Frank Ocean: The Only Band That Matters
Frank Ocean. Even his name sounds like it was dreamed up, because it was. Ocean is 2012's Clash, its Radiohead, its -- if you insist -- Animal Collective. From his no-name-on-the-cover mystique to the 10-minute opus, pre-career record company troubles and a grassroots indie following, he's an alternative rock star through and through. That's without even mentioning his associates in Odd Future, currently monopolizing rap at least as much as Rick Ross, or his hubris/desire to rewrite Coldplay, MGMT and the Eagles, while interpolating Radiohead -- all "rock" greats. There have always been R&B weirdos, but they've been relegated to the sidelines, or they're already mainstream-identified (Usher might've worked with Diplo but no one's expecting a Kid A from him) or doomed to cultdom within their genre (D'Angelo, Cody ChesnuTT, Raphael Saadiq). But Ocean -- who plays a sold-out show at the Regency Ballroom tonight, July 16 -- is the first purveyor of R&B album-making since Prince (if he even counts) to have an audience of all stripes ready to treat him like a legend.
For a guy with an elephantine backstory to live up to, the former Lonnie Breaux wastes no second stretching out on Channel Orange, which will either be the No. 2 or even No. 1 album in the country by the time you read this. A blind playlist check won't exactly confirm this -- lots of intros and skits, goofy titles ("Forrest Gump"? "White" featuring John Mayer?) and big fat "Pyramids" in the middle as the literal 10-minute centerpiece. Except "Pyramids" is the "single," the first thing anyone heard from the record, the first brilliant move in a marketing scheme that deserves to win awards: whetting people's appetite with the most indulgent track. But that was nothing compared to the avalanche that followed.
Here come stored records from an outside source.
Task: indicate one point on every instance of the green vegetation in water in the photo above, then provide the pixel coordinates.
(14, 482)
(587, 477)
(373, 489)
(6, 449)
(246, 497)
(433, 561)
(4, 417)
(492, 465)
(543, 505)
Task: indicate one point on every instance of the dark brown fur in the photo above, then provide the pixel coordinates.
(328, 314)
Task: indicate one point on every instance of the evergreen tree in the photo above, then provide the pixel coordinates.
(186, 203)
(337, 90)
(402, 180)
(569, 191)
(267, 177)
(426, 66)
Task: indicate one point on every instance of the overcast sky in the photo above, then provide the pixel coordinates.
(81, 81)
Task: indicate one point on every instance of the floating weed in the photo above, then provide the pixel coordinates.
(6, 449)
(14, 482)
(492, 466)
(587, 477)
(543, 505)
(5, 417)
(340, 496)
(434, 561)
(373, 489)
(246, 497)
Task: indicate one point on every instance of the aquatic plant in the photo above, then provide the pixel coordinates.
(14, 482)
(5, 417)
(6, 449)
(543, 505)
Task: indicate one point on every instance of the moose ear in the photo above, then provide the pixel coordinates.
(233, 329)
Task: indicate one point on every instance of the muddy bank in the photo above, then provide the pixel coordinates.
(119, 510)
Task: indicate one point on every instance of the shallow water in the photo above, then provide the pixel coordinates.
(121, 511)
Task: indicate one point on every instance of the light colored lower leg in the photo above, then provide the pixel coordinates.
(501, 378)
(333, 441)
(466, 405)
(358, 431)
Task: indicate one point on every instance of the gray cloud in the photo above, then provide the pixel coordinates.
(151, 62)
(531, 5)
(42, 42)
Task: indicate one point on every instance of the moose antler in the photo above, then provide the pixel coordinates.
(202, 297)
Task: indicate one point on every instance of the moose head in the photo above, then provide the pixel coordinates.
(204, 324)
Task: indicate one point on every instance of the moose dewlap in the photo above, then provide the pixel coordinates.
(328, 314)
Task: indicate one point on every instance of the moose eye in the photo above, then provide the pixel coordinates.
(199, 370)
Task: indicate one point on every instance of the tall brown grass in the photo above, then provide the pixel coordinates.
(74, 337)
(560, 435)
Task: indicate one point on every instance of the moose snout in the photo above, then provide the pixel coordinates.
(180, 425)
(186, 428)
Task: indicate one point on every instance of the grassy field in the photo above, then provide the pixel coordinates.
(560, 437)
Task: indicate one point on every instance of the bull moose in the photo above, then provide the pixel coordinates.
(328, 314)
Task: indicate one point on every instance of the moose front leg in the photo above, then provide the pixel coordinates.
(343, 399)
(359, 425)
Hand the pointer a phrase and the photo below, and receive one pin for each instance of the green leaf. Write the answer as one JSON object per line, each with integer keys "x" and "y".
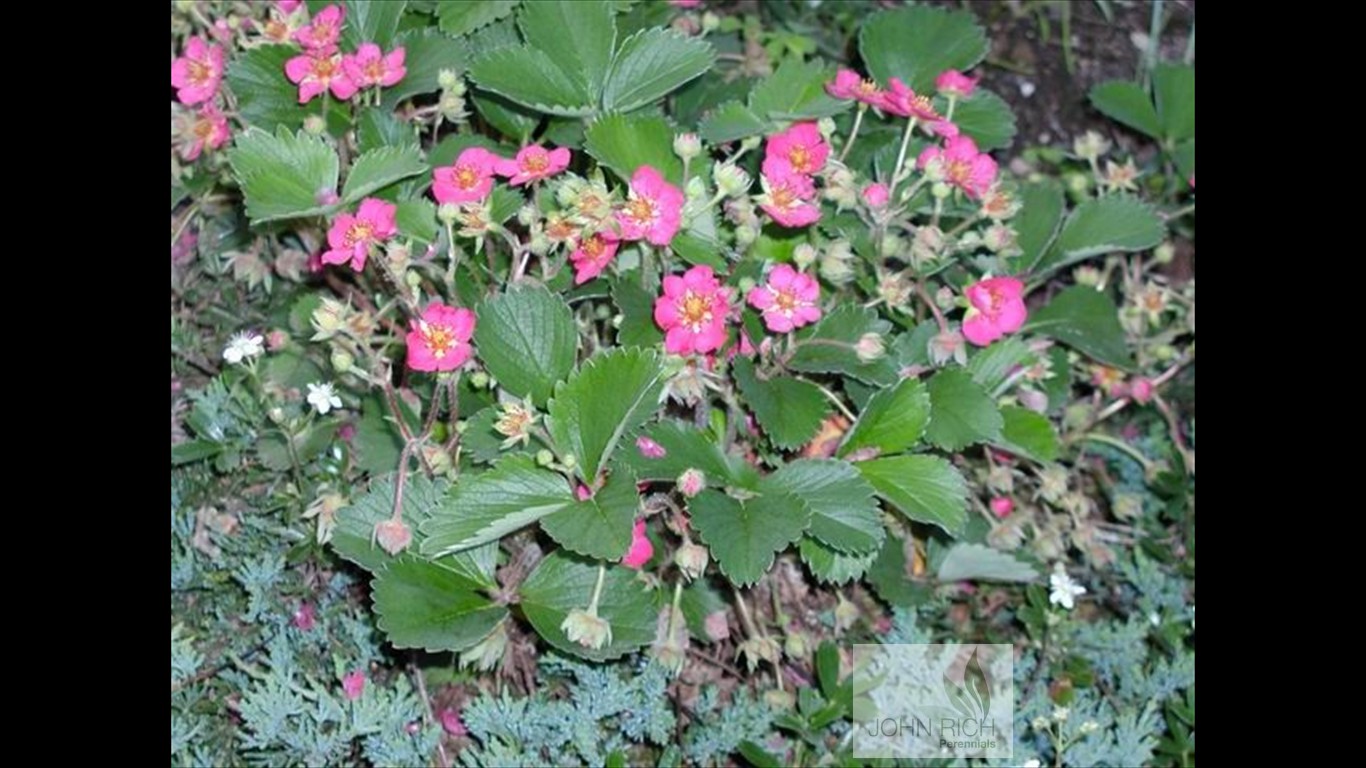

First there was the iconic Tumblr post where the 24-year-old singer professed that his first love was a man, setting Twitter ablaze. That was followed by a surprise week-early iTunes release the very night Ocean was to perform on Jimmy Fallon. That performance victoriously capped Frank Ocean's slow-building but suddenly immediate hold on music fans everywhere. It was his first-ever TV performance and the Roots and an orchestra backing made him look like a seasoned pro. The media has yet to let go after this consecutive gift-showering, and for once with good fucking reason.
The reason all this is worth noting is because these events frame Channel Orange in a light that's almost laughable compared to the content, a musically expansive but plenty traditional R&B album, certainly a "safer" record than last year's crowning "mixtape" debut Nostalgia, ULTRA. Lyrically, it's unlike any R&B you've ever heard, from the newly contextualized mentions of a "boy" to the nugget "Fertilizer" recalling the "commercials" on The Who Sell Out to the unloading history of "Crack Rock" folding into the strip joint of "Pyramids." Its details (like the line, "likes to fuck boys in bands," which quickly keys up "Monks"; the dizzying metaphor about balancing steak knives on his head in "Bad Religion") turn jarringly meta, like the opening line of "Sweet Life": "The best song wasn't the single." Again, the music's no tUnE-yArDs; stuff like this gets released all the time, even if it's less smart or talented. It's not like indie rock fans all go discovering R&B between their beloved bands' release schedules. That would require a new cross-genre icon to put a spotlight on already-existing music that never interested them before.
And Ocean is that once-maybe-twice-a-generation icon, lifting a whole genre up by the bootstraps. Channel Orange received a 9.5 from Pitchfork upon release. The last album to garner that rating (Bon Iver, Bon Iver) was the site's then-album of the year. Rock bands are in short supply, with both Nickelback and Black Keys admirers right now, and our biggest star in music is Adele, whose chief attribute is her relatability for chrissake. Except for Lady Gaga, who is waning, and Nicki Minaj, who's more puppet than master these days, there is a glaring lack of "legendary" types on the charts. Not many myths trailed Gotye's or Carly Rae Jepsen's flukes.
Ocean screams "artist" with a capital 'A' more than any of the above, however; and not just partly because nothing stands out on Orange as a traditional single. ("Thinkin Bout You" in this spare, Drake-dried landscape, perhaps? Or "Sweet Life"? Or the already-anointed "Bad Religion" a surprisingly demure power ballad?) The whole record is simultaneously relaxed and fast-paced; there's just no time to bore anyone. The songwriting is flexible but rarely calls attention to its own oddities. While there's no stroke as complete as "Novocaine" or "American Wedding" from his illegal debut, the entire stitched-together hour feels like it can't afford to lose a second. Despite that mythical exterior, though, Ocean sacrifices one big rock sin on the altar: professionalism. For R&B he's a loon. But he's so sane that he could never get too crazy. And if rockists insist they'd rather hear Nickelback or Neutral Milk Hotel, he might even be nice enough to fake a few bars.